L’UE, révélatrice de notre rapport ambigu au risque

Beaucoup a déjà été dit et écrit sur l’accord de libre-échange entre les Etats-Unis et l’UE, actuellement en cours de négociation. S’il fallait résumer les critiques, on pourrait dire que les contempteurs de cet accord craignent que les normes européennes s’alignent sur les normes américaines, supposées moins protectrices du consommateur, et ceci du fait de la pression du lobbying des grands groupes industriels.

Il ne s’agit pas ici de discuter de l’éventuel bien-fondé d’une telle critique, mais de relever un paradoxe dans l’attitude française à cet égard.

On (le Front National, les souverainistes de tous bords, et plus généralement tous ceux qui s’attaquent à l’Union européenne, la réduisant pour ce faire aux « technocrates de Bruxelles ») nous explique régulièrement que l’Europe est un carcan, qui se mêle de tout et n’importe quoi, quitte pour cela à employer la caricature et 4413713162_f598c8038c_zl’approximation, lorsque l’on mentionne la taille des concombres et celle des cuvettes de toilettes.

La critique n’est pas illégitime : dans une économie de marché, il est parfaitement logique de s’inquiéter de l’intervention étatique (ou européenne) lorsque la protection que celle-ci apporte aux consommateurs entrave en même temps le développement des entreprises.

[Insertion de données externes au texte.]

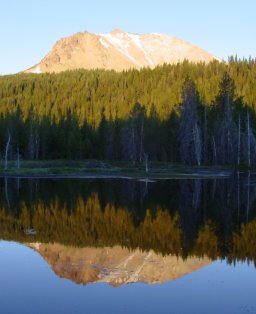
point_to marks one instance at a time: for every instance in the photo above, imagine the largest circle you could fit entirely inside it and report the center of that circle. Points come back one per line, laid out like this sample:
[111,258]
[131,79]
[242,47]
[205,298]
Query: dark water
[128,246]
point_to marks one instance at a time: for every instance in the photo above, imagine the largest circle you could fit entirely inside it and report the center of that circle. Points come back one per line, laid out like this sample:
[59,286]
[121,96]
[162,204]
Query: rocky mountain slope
[115,265]
[119,51]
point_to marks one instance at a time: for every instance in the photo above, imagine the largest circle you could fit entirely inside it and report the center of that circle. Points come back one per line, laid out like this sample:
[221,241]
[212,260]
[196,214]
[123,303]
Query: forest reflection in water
[213,218]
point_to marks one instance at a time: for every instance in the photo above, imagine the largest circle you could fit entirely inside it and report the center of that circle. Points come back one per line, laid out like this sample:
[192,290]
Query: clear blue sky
[29,28]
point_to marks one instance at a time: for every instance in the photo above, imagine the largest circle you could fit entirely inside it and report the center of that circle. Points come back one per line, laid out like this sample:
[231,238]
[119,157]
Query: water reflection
[115,265]
[185,218]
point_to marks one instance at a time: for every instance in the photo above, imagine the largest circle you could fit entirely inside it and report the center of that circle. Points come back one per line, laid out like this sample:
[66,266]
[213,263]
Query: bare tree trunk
[197,144]
[146,162]
[239,141]
[18,159]
[214,149]
[7,150]
[141,138]
[205,135]
[238,195]
[248,196]
[6,191]
[248,139]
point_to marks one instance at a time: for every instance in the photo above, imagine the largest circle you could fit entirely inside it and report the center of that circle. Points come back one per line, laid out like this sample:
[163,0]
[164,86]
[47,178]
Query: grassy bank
[95,168]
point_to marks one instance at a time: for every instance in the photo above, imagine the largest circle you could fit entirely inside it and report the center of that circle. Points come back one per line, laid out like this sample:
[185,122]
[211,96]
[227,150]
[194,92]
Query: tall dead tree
[190,132]
[248,140]
[239,141]
[7,147]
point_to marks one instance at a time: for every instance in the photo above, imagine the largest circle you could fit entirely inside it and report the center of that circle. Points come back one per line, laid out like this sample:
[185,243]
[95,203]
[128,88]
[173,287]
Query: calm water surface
[128,246]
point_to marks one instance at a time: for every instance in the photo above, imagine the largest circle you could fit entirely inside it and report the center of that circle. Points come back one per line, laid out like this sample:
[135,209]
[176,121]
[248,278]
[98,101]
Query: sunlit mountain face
[118,51]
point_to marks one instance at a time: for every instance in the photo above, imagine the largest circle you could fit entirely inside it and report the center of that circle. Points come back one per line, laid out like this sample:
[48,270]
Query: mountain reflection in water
[211,219]
[115,265]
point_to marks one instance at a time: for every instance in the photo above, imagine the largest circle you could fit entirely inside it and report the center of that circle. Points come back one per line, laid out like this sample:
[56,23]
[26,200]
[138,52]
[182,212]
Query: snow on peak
[37,70]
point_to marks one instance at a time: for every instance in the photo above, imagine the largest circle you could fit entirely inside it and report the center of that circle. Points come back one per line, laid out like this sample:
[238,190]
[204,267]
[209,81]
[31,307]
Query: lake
[128,245]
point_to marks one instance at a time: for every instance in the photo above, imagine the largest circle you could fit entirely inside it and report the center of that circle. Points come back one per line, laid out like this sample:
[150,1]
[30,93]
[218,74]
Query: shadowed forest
[190,113]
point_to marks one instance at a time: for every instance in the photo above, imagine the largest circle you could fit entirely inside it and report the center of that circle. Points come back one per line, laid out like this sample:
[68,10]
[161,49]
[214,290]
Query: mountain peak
[117,31]
[118,51]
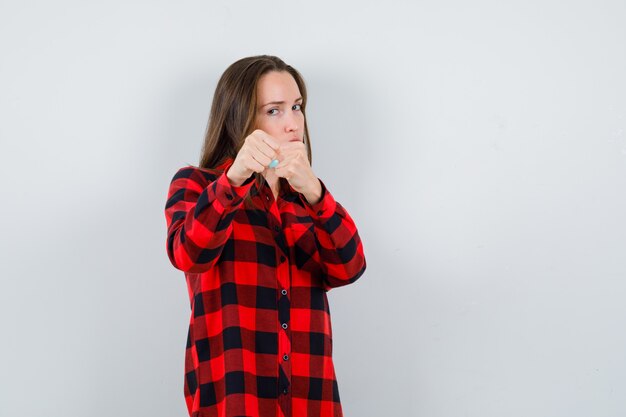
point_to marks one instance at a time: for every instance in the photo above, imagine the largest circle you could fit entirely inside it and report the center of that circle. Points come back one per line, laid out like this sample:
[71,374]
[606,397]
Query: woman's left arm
[339,245]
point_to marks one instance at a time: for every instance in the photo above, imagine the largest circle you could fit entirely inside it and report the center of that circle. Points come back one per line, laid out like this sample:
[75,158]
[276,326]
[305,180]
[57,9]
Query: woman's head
[258,92]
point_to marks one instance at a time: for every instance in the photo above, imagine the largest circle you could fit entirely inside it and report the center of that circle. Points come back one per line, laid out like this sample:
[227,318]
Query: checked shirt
[257,272]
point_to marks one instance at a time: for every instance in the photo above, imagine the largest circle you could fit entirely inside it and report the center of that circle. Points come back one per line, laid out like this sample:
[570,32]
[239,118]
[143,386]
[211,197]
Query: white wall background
[480,147]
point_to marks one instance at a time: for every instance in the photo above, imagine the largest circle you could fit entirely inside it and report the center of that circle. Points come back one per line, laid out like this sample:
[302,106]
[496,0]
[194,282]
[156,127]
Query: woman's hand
[294,167]
[255,155]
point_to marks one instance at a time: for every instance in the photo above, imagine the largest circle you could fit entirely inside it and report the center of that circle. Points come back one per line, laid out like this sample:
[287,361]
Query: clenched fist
[255,155]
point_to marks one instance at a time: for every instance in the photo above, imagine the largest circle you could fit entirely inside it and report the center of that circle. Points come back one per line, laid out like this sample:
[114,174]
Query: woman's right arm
[199,212]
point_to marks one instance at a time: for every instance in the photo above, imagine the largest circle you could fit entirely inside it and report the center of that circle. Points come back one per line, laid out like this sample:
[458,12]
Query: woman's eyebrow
[280,102]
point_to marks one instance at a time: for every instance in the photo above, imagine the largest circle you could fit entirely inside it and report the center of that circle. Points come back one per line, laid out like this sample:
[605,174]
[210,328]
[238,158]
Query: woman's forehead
[277,86]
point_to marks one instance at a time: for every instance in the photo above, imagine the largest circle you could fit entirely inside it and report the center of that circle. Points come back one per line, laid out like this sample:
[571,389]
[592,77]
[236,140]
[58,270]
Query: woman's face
[278,107]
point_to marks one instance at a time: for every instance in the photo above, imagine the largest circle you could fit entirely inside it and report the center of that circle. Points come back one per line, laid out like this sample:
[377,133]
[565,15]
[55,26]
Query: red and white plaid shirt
[260,336]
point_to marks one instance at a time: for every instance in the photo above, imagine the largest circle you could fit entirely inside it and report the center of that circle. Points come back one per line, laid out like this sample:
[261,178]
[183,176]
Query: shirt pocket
[304,246]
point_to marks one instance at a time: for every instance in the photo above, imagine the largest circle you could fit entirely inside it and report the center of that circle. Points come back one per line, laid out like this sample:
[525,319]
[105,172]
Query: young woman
[261,240]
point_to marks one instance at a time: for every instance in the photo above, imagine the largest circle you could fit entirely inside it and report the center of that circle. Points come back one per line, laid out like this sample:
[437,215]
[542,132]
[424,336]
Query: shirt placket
[283,306]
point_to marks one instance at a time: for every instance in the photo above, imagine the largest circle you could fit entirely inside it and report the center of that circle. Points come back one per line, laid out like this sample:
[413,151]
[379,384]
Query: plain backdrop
[479,146]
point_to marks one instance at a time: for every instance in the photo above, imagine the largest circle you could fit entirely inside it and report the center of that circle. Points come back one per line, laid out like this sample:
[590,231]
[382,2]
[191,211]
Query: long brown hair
[234,108]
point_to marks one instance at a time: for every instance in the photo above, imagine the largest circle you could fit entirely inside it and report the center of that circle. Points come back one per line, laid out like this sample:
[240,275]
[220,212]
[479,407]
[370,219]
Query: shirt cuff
[323,209]
[228,194]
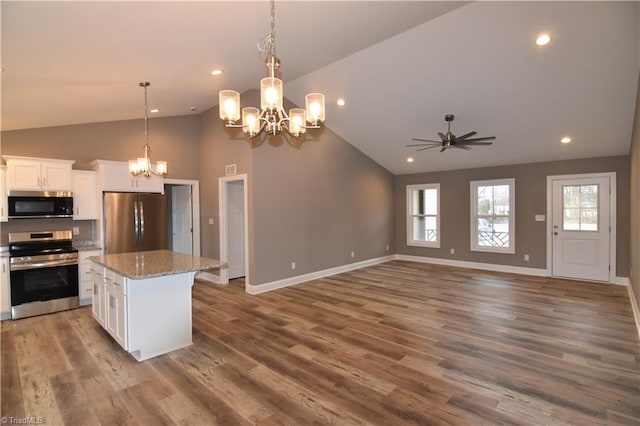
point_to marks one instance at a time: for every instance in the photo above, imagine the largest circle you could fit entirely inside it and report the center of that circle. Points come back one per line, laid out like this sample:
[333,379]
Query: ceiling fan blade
[425,140]
[429,147]
[462,146]
[463,137]
[488,138]
[476,143]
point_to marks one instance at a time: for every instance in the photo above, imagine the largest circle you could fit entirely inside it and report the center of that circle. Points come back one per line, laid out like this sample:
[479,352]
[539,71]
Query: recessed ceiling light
[543,39]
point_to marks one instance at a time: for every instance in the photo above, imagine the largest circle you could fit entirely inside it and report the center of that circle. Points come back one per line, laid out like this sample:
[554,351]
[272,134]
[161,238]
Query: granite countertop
[87,247]
[154,263]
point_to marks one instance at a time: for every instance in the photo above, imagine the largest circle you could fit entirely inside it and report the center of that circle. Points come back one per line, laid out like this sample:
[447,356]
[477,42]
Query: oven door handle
[40,265]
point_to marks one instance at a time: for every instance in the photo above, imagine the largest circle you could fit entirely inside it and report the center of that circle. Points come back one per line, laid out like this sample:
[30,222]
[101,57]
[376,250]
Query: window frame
[473,240]
[410,216]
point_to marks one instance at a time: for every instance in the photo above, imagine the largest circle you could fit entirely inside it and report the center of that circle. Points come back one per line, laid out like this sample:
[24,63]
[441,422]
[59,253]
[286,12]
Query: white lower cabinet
[85,279]
[146,316]
[98,294]
[110,303]
[116,321]
[5,289]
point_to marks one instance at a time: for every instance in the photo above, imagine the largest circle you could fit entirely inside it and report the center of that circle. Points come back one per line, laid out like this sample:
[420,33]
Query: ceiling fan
[449,140]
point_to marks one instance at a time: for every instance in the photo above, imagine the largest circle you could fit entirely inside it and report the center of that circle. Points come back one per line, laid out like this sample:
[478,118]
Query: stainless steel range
[44,273]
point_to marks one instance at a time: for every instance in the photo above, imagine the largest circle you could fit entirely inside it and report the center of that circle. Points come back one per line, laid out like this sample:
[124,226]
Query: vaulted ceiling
[400,66]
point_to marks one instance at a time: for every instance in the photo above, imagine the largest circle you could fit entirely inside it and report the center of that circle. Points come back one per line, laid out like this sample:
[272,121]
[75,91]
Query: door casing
[612,217]
[223,184]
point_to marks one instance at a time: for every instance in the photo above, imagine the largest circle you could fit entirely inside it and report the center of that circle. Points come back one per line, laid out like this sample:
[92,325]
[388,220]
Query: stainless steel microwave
[39,204]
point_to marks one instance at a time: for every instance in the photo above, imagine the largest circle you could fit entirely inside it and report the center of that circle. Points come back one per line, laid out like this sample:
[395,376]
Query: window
[580,208]
[493,216]
[423,215]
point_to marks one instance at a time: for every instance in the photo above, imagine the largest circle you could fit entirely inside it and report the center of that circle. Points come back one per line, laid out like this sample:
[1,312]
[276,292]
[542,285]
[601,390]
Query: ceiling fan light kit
[449,140]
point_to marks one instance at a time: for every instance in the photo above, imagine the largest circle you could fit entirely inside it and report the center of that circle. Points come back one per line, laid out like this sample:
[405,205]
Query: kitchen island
[143,299]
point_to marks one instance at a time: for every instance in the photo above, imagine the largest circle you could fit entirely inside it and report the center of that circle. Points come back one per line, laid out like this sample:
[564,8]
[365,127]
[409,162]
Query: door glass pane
[580,208]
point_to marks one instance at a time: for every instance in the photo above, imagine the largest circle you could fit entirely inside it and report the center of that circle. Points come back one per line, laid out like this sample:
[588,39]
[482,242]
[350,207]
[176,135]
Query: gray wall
[531,199]
[219,147]
[635,201]
[316,204]
[311,203]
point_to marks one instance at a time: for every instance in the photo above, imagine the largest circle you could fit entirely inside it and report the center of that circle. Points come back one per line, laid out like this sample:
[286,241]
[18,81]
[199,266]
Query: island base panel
[159,314]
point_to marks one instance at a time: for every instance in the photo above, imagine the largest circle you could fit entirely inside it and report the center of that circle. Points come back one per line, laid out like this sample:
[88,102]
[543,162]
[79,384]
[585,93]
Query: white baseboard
[208,276]
[620,281]
[475,265]
[274,285]
[635,307]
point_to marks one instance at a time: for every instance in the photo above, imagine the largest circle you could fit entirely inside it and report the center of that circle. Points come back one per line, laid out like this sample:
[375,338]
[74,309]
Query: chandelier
[142,166]
[272,117]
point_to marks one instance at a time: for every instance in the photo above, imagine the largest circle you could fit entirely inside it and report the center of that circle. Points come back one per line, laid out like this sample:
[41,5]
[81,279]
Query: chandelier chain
[267,46]
[146,117]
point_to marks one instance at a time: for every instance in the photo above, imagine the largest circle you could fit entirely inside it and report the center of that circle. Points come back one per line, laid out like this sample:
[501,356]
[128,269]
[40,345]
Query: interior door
[235,223]
[153,222]
[181,219]
[581,227]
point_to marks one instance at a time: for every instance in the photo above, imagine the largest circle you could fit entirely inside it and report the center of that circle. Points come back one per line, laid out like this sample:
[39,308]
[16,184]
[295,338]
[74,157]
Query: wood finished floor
[393,344]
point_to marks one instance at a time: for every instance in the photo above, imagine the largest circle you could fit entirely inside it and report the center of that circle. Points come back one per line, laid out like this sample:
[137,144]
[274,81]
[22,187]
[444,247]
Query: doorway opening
[183,222]
[581,225]
[234,245]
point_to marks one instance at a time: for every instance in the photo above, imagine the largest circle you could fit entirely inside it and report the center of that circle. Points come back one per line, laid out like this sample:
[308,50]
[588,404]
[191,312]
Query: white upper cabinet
[39,174]
[85,198]
[3,195]
[115,176]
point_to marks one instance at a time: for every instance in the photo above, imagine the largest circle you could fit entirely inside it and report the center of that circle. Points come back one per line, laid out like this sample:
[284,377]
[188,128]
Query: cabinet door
[150,184]
[23,174]
[85,276]
[85,201]
[5,290]
[56,176]
[116,177]
[98,297]
[3,195]
[116,312]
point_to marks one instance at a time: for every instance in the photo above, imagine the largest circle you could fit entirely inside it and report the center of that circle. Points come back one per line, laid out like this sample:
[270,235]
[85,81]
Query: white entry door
[581,226]
[182,219]
[235,223]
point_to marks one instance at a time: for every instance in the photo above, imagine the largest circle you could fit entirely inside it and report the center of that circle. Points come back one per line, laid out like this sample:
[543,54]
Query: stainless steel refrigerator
[134,222]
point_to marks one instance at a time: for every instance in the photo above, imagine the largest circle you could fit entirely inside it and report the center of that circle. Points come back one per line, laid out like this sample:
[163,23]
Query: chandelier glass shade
[271,117]
[142,165]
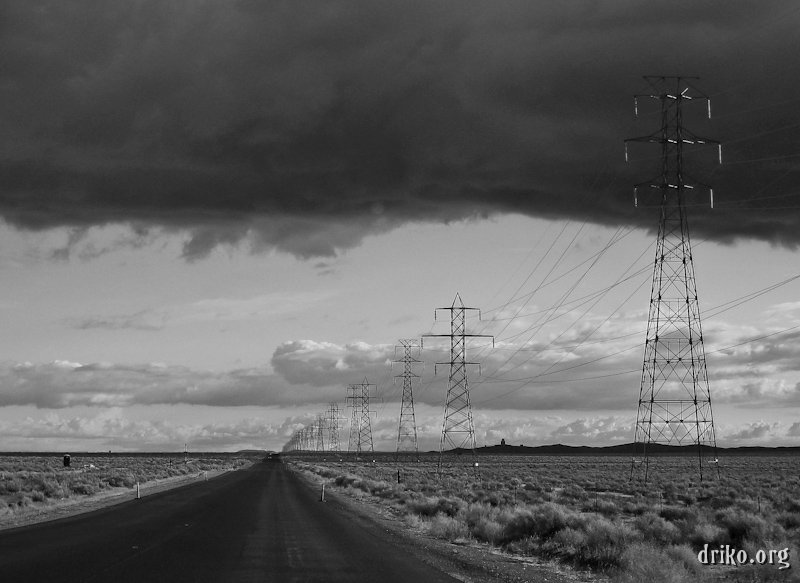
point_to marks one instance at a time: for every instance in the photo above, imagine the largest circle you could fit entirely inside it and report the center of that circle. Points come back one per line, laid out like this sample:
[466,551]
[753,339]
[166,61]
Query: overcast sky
[217,215]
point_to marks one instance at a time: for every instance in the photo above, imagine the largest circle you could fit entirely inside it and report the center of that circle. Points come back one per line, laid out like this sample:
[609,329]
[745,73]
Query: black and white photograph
[382,291]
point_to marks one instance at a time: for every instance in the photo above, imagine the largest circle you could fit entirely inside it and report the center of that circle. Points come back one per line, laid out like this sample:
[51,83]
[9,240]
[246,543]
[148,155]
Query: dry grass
[32,482]
[585,512]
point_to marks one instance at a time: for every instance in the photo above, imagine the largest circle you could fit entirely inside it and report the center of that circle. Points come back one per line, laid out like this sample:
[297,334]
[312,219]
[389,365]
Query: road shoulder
[471,562]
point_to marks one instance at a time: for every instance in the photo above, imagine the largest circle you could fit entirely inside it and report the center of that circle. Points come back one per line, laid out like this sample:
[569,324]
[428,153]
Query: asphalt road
[261,524]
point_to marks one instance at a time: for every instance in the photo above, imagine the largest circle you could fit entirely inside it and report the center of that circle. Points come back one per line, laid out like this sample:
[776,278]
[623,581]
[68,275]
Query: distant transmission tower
[674,398]
[458,431]
[407,431]
[360,427]
[333,419]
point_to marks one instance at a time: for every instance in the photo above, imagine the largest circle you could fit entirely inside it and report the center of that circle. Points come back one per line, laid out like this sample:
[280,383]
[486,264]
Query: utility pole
[407,430]
[458,431]
[674,397]
[358,396]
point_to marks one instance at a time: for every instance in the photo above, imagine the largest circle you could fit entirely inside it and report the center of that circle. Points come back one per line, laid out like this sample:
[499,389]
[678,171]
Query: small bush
[447,527]
[656,529]
[604,545]
[644,562]
[743,526]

Mais il y a un certain aveuglement à vouloir le beurre (la protection absolue des consommateurs) et l’argent du beurre (l’absence de réglementation à cet effet, car mécaniquement source de complexité).

Les Français se complaisent hélas dans ce paradoxe : on peste contre les règles, jugées toujours excessives (quelle idée de vouloir pasteuriser le fromage!) et bureaucratiques, mais on s’insurge lorsqu’une bactérie tue un malheureux consommateur d’huître ou de fromage au lait cru, car alors c’est que les autorités publiques n’ont pas joué le rôle que l’on présume être le leur.

Cela révèle une question à laquelle nous nous refusons en fait de répondre, celle de notre rapport au risque, et de notre degré d’aversion à celui-ci. Nous voulons en même temps le risque zéro (l’inscription du principe de précaution dans la Constitution le démontre) mais également tous les bénéfices qui découlent de la prise de risque, c’est à dire tous les fruits du progrès et de l’innovation.

Le sujet est complexe car réellement politique : aucune solution n’est pas essence préférable, mais nous devons collectivement nous demander dans quelle société nous souhaitons vivre, quel degré de risque nous sommes prêts à accepter pour bénéficier en retour des bénéfices associés. Il n’y a pas de meilleure réponse, mais cela n’empêche pas de poser la question en des termes clairs.